Many of our older readers will recently have received medical cards for the first time, following the Government's decision to extend eligibility for free medical services to all over-70s.
Many benefits accrue from access to the General Medical Services Scheme, not least of them free medication. And while many recipients will have used the drug-cost subsidisation scheme as private patients, in effect limiting the cost of regular monthly prescriptions, the new medical-card holders are now £42 a month better off.
In an important development, the Department of Health and Children and the Irish Medical Organisation have agreed that the new over-70s cards will be "budget neutral".
This means that doctors prescribing for these patients will be able to do so outside a controversial indicative drug budgeting scheme that applies to all other medical-card holders.
The system works like this: medical-card lists are subject to an annual drug budget set by the health boards, based on patient profile and on the list-holding doctor's prescribing habits.

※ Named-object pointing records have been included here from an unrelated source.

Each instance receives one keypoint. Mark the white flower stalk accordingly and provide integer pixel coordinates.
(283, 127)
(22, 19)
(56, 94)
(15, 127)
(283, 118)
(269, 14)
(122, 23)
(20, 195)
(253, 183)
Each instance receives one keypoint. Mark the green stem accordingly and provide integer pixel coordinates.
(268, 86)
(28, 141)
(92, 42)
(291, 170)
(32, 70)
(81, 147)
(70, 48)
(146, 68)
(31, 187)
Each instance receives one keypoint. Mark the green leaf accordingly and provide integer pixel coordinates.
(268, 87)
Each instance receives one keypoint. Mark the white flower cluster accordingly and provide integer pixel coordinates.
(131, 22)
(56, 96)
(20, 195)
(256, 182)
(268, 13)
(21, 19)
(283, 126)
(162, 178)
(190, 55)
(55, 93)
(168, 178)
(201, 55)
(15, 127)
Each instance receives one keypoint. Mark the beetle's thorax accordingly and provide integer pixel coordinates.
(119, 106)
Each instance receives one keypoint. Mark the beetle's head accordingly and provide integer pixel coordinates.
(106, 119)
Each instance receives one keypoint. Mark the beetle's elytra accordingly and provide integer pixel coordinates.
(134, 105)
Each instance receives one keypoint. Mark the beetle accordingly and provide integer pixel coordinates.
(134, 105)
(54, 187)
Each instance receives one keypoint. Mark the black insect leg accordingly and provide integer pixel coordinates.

Doctors receive regular bulletins suggesting how they can improve their performance, such as by substituting a generic product for a more expensive branded version of the same drug.
While there are no penalties for doctors who exceed their drug budgets, there are significant advantages for those who achieve savings.
The health boards pay back a proportion of the "saved" money to doctors to invest in the infrastructure of general practice - enlarging premises or buying medical equipment, for example.
Many doctors are uneasy about the budgeting scheme. A Wexford GP, Dr Reggie Spelman, writing in a recent edition of the Irish Medical Times, has called for the indicative drug budgeting scheme to be scrapped.
While accepting that generic prescribing is an appropriate way of making drug savings, Spelman felt that other aspects of the scheme raised concerns.
"These concerns mainly centre on the problem of inappropriate therapeutic substitution and were raised by a consultant cardiologist at a clinical meeting I attended. The cardiologist outlined the benefits of good 24-hour control of blood pressure.
"The savings to the health service (not to mention the quality of life of the patient) by a reduction in strokes alone was more than compensated for by using more expensive antihypertensives with a 24-hour action."
What frustrated the heart specialist was seeing patients discharged from hospital with excellent blood-pressure control, having been prescribed a long-acting (and more expensive) drug, only to see them return after being switched to cheaper medication that is of the same type but needs to be administered three times a day.
Blood-pressure control was frequently lost, probably as a direct result of patients not following their prescriptions properly because of the need to remember to take a tablet three times a day instead of once.
And while neither Spelman nor the cardiologist spelt it out in such blunt terms, what would the ultimate cost be, both to the individual and the health service, of such a patient suffering a stroke as a result of avoidably elevated blood pressure?
Spelman also made the point that savings in General Medical Services Scheme drug costs are "not being reflected" in the drug-cost subsidisation scheme.
In other words, prescription trends for private patients do not seem to reflect those for the medical-card population.
The difference is the result of doctors behaving unconsciously, according to the Wexford GP.
A phenomenon called the Hawthorn effect, in which the knowledge that an aspect of one's behaviour is being audited may change the outcome, is almost certainly at work here.
Spelman reasonably suggests that prescriptions in both schemes be audited for certain quality markers. The level of usage of preventative drugs such as statins, which lower cholesterol, and long-acting bronchodilator inhalers, which prevent asthma flare-ups, would be a good indicator of a level prescribing playing field.
In a hard-hitting end to his article, Spelman outlines an "appalling vista" in which clusters of strokes and coronaries will occur.
"Will it transpire that these clusters are found in those practices that made the most savings? Many years hence, will yet another tribunal be set up to investigate this scheme and its consequences? Will it not be asked why this scheme indicative drug budgeting was not fully audited or subjected to a controlled trial with outcome measures other than cost alone?"
It is a reasonable question, and one that politicians and health administrators should address in the interests of equity and accountability.